The infection occurs more frequently in winter and early spring. Meningococcemia, a relatively uncommon infection, occurs most commonly in children and young adults. Children younger than 4 years have the highest risk of developing meningococcal disease. As the child grows older, asymptomatic exposure to a variety of encapsulated and no encapsulated N meningitidis strains increases protective bacterial immunity. Symptoms can develop within one day to one to two weeks. After a short period of time (one hour up to one to two days) when the patient complains of fever and muscle aches, more severe symptoms can develop.

Other symptoms of Meningococcemia involve anxiety, fever, irritability and spotty red or purple rash (petechiae). The most important measure in treating meningococcemia is early detection and fast administration of antibiotics. Medications include intravenous (IV) antibiotics to eliminate the infection, and high doses of corticosteroids for shock (must be given early). Penicillin G is the antibiotic of choice for susceptible isolates. This treatment will decrease the risk of infection in these people who have been exposed. Clotting factors or platelet replacement may be needed if bleeding disorders develop.

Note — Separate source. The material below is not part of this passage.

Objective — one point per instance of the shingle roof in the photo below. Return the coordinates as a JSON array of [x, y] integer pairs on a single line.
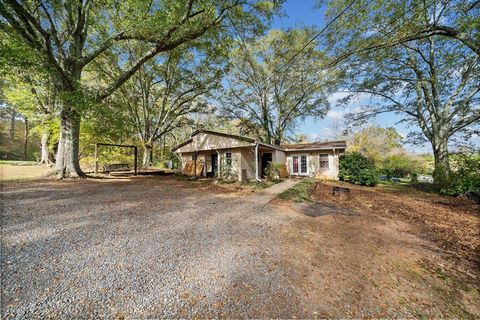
[[284, 147], [315, 145]]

Severe supportive care is required for patients with fulminant meningococcemia. Central venous access facilitates the administration of massive amounts of volume expanders and inotropic medications needed for adequate tissue perfusion. Pericardiocentesis may be necessary if pericarditis is complicated by tamponade. Prevention is better than cure. The employ of artificial skin can spare the patient immediate use of autograft sites, which frequently are limited. Avoid amputation whenever useful function of a limb can be salvaged. Poor tissue perfusion may also lead to dental complications that require extensive extraction of severely affected teeth.